Coordination is a relatively recent field, considerably inspired by concurrency theory. Coordination languages and models are based on the philosophy that an application or a system should be divided into the parts that perform computations, typically components or services, and the parts that coordinate the results and resources required to perform the computations. The coordination aspect focuses on the latter, describing how the components or services are connected. We study a specific class of coordination models, namely synchronous, exogenous, and composable models, and we exploit implementation techniques for such models in distributed environments. Our work concentrates on the Reo coordination model as the main representative of this class of coordination models.

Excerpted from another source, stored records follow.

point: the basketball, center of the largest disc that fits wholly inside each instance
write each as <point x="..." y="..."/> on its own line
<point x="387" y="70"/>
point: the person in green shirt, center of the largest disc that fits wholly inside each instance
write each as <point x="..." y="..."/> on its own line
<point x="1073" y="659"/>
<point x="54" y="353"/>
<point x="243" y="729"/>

Current engines that execute Reo allow the coordination layer to run only in a single thread of execution, although the components can execute in parallel or on a distributed platform. Furthermore, due to the synchrony aspect these engines only support small systems, and do not scale. To address these limitations, our approach to implement Reo-like models makes a tradeoff between pre-compiling the possible behaviour and calculating it at runtime.

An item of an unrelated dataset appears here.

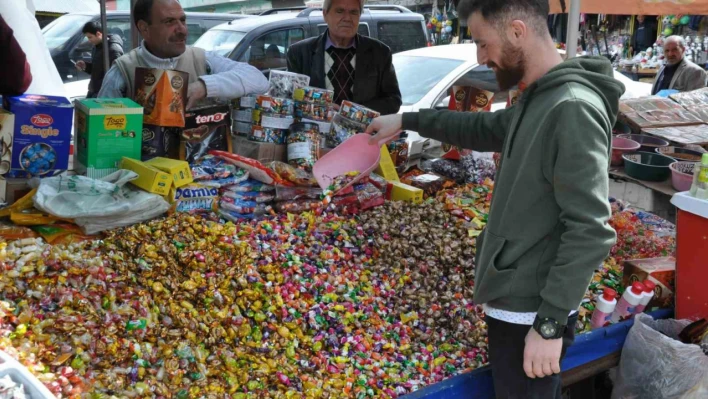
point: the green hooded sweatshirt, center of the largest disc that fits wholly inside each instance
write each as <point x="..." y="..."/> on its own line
<point x="548" y="225"/>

Our work contributes to the field of coordination, in particular to Reo, by improving existing approaches to execute synchronisation models in three major ways. First, this work supports decoupled execution and lightweight reconfiguration. We introduce a distributed protocol that allows actors to reach consensus about data exchange, and performs the actual communication of data. We developed a prototype Dreams engine to test this protocol, using an actor library for the Scala language. Reconfiguration of a small part of the system is independent of the execution or behaviour of unrelated parts of the same system. Second, Dreams outperforms previous Reo engines by using constraint satisfaction techniques. In each round of the execution of the Dreams framework, descriptions of the behaviour of all building blocks are combined and a coordination pattern for the current round is chosen. This choice is made using constraint satisfaction techniques, requiring less time than previous approaches that collect all patterns before selecting one. Third, our work improves scalability by identifying synchronous regions. We statically discover regions of the coordination layer that can execute independently, thus achieving a truly decoupled execution of connectors. Consequently, the constraint problem representing the behaviour at each round is smaller and more easily solved.